Many areas of the country spend a lot of money without improving the quality of care, while others achieve affordable care while at the same time maintaining or actually improving quality. This variation is widespread and is not associated with a healthier lifestyle or lower rates of illness. It is not dependent on the type of insurance available in that area. This would argue against either a public plan or single payer Medicare for all as potential solutions for cost and quality control.
Low cost, high quality health care is associated with organized systems of care. These are places where providers work together not independently of each other. It is also associated with lower numbers of specialists and hospital beds, and with higher numbers of primary care providers. Payment incentives in our current system do not encourage health. Hospitals are paid when their beds are full, not when people are healthy and the beds are empty. Specialists make more money when they do more things to people, not when they figure out how to do less. Primary care providers are not paid to keep people healthy, out of the hospital, and away from expensive and unnecessary tests.

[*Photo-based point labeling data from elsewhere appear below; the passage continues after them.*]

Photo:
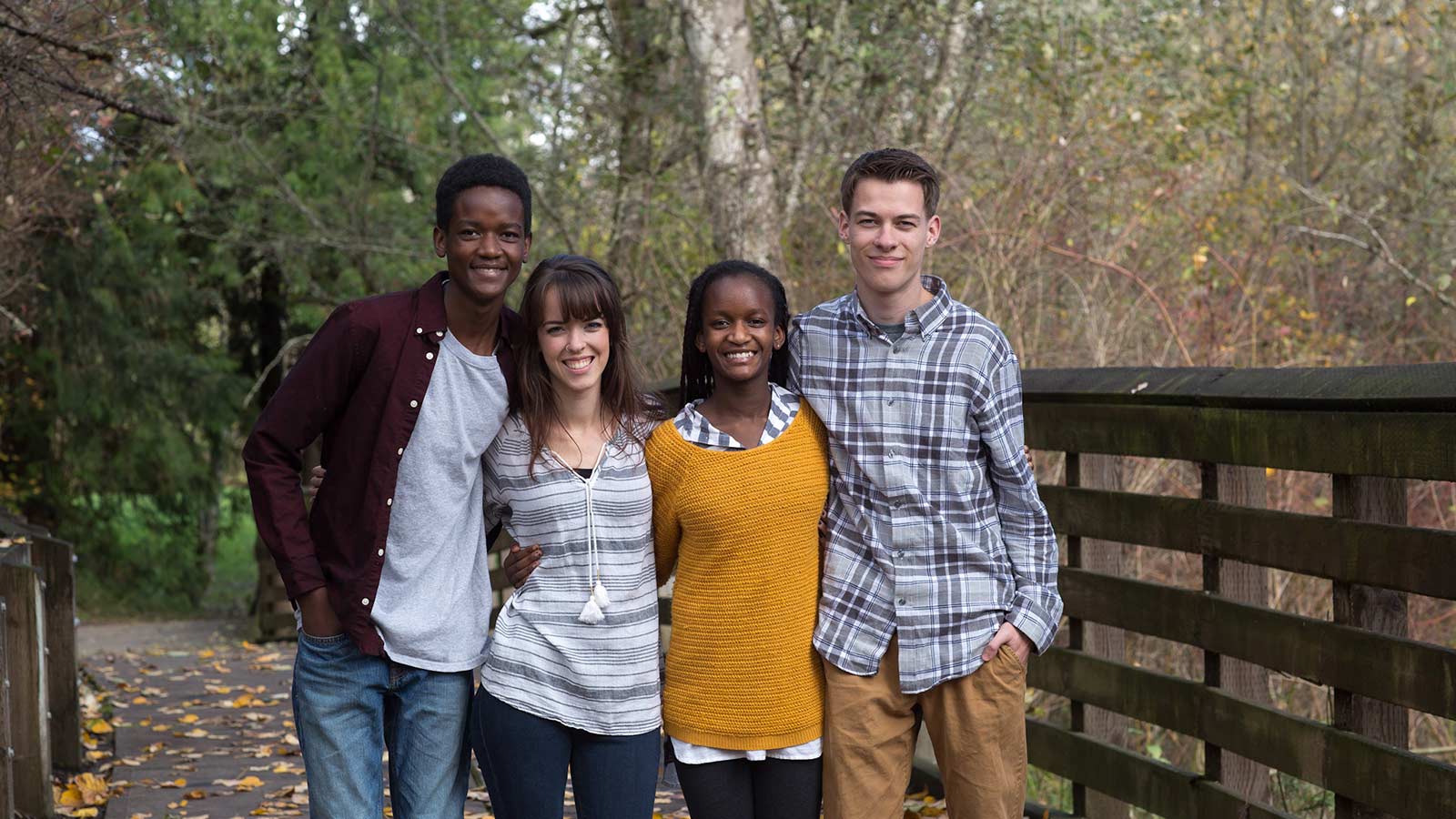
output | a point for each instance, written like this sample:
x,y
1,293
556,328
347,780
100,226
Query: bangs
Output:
x,y
581,295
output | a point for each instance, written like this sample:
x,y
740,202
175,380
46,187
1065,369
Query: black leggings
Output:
x,y
737,789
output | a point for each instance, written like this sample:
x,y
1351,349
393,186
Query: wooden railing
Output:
x,y
1370,430
40,710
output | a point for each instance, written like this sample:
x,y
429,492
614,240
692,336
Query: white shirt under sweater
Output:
x,y
601,678
696,429
433,603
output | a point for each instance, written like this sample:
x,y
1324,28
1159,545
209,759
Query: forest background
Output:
x,y
187,188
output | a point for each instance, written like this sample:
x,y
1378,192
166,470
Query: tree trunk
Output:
x,y
739,179
632,24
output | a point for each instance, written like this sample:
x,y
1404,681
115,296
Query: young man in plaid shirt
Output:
x,y
941,566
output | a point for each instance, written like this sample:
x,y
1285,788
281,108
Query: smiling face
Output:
x,y
739,334
887,230
575,350
485,242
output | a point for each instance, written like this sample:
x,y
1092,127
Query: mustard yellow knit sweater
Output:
x,y
743,532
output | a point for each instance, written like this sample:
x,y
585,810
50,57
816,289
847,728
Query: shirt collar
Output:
x,y
919,321
430,314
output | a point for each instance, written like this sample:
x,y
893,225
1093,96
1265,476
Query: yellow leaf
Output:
x,y
85,789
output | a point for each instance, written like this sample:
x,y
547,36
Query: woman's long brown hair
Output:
x,y
587,292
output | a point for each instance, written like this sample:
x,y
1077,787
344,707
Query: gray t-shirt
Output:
x,y
433,605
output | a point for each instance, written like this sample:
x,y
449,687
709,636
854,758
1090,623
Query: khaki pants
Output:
x,y
976,723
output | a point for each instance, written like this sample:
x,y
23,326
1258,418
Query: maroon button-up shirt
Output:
x,y
359,383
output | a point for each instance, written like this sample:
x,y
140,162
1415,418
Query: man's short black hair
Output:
x,y
482,169
892,165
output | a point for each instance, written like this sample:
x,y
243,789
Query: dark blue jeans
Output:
x,y
524,761
349,707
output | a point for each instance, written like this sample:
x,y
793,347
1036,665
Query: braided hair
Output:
x,y
698,373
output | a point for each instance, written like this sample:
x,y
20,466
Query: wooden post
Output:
x,y
1244,486
1104,472
25,666
6,749
1376,610
56,564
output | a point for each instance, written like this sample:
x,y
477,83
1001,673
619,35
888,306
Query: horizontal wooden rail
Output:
x,y
1397,782
1407,672
1405,388
1375,554
1397,445
1135,778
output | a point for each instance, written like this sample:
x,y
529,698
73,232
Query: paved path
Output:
x,y
203,724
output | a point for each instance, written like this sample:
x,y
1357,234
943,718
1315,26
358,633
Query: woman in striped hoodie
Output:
x,y
571,680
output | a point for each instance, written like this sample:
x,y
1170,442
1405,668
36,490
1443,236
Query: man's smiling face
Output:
x,y
485,242
887,230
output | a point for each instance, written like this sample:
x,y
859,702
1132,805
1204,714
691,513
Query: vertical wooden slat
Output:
x,y
1104,472
1380,500
6,748
1244,486
56,564
25,666
1077,637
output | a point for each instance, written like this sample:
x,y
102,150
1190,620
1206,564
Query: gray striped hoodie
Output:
x,y
542,659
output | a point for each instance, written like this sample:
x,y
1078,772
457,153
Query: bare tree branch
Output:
x,y
160,116
63,46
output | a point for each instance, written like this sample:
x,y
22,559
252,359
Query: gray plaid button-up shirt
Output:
x,y
935,528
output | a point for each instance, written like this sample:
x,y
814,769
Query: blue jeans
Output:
x,y
524,763
349,707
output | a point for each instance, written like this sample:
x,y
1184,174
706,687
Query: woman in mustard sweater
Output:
x,y
739,484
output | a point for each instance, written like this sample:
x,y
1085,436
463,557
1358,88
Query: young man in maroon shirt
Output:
x,y
388,571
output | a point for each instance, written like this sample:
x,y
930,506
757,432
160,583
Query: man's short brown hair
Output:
x,y
892,165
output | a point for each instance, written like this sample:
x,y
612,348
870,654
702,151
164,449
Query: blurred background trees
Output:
x,y
188,187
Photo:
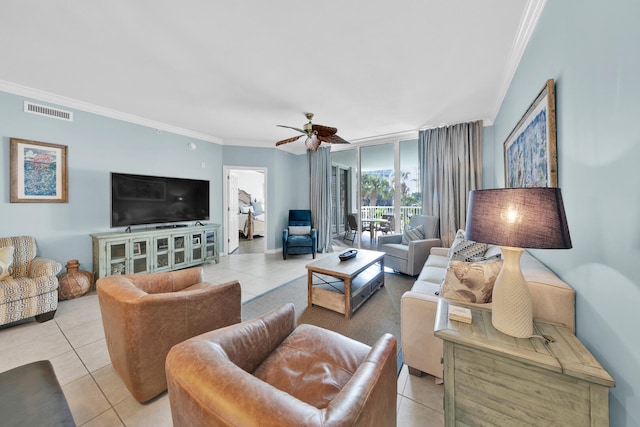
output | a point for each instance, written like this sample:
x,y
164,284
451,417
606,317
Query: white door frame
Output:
x,y
225,199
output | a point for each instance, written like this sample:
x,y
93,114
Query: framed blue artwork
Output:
x,y
38,172
530,158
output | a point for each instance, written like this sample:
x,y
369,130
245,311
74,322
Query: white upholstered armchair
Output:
x,y
409,257
30,286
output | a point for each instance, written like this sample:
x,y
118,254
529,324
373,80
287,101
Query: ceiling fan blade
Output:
x,y
332,139
288,140
324,130
289,127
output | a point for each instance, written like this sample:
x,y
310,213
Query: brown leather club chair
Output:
x,y
144,315
267,372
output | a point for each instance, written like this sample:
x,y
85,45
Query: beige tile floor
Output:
x,y
74,342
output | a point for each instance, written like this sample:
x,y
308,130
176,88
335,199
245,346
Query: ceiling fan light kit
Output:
x,y
316,134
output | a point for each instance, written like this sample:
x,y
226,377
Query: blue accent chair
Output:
x,y
293,242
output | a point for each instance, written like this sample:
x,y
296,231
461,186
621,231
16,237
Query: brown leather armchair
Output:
x,y
267,372
144,315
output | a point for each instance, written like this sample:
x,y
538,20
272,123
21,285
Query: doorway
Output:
x,y
245,214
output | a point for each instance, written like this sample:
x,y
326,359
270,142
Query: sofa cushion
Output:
x,y
6,259
470,281
411,234
425,287
463,249
397,250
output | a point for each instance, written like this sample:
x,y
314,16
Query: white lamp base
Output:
x,y
512,313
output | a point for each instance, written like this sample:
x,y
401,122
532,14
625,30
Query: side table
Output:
x,y
496,379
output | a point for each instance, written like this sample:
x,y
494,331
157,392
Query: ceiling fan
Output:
x,y
316,134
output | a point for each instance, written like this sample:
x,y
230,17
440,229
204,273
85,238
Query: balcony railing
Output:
x,y
406,212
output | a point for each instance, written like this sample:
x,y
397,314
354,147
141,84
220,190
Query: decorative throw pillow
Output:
x,y
411,234
464,250
299,230
6,259
470,281
496,257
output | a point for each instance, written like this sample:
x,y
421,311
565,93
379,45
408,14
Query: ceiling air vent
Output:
x,y
43,110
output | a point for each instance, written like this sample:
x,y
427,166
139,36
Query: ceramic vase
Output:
x,y
74,282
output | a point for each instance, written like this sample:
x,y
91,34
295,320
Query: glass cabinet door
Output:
x,y
117,257
210,244
140,256
197,247
162,253
179,250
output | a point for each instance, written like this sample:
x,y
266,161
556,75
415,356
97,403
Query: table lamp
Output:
x,y
516,218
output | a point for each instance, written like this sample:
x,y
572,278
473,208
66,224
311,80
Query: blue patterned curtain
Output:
x,y
320,195
450,166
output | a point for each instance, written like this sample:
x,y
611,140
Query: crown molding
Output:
x,y
52,98
396,136
530,18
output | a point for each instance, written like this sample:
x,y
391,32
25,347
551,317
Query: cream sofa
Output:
x,y
552,299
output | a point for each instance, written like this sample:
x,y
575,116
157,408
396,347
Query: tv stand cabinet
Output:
x,y
154,249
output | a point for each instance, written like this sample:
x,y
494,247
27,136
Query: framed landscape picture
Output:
x,y
38,172
530,158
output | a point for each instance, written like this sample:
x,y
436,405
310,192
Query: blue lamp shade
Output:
x,y
518,217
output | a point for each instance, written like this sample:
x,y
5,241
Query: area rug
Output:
x,y
378,315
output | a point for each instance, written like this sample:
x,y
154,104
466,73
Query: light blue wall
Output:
x,y
97,146
592,49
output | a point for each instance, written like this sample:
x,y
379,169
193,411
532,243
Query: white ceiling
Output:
x,y
229,71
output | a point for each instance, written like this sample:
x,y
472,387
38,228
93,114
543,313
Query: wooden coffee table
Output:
x,y
343,286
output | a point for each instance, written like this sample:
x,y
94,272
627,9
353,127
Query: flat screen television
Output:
x,y
143,199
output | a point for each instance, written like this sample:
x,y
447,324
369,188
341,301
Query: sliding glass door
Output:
x,y
383,194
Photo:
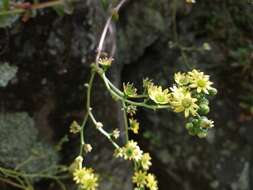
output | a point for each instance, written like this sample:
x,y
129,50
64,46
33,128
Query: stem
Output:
x,y
12,183
87,114
123,99
101,130
125,121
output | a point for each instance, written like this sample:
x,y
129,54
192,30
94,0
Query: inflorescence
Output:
x,y
189,95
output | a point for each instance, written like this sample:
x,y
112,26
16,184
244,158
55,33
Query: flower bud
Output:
x,y
203,109
213,91
205,123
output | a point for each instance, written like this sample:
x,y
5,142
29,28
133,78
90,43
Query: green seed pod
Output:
x,y
203,109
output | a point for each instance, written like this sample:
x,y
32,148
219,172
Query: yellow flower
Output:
x,y
158,95
183,102
115,133
75,127
129,90
134,125
200,81
145,161
151,182
86,178
181,79
87,148
139,178
132,151
77,164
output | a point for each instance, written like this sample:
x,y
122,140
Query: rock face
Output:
x,y
53,54
20,147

Real health care reform means fundamental structural change in how physicians, hospitals and others are organized to provide care. It means changing incentives so that providers are rewarded for cost effective, high quality care, not for figuring out the most expensive way to take care of a problem. Real reform means focusing on the health of our population and effectively taking care of chronic disease. These are our challenges. How we begin to meet them now both locally and nationally, will determine not only our physical health, but also our mental and fiscal health in the years to come.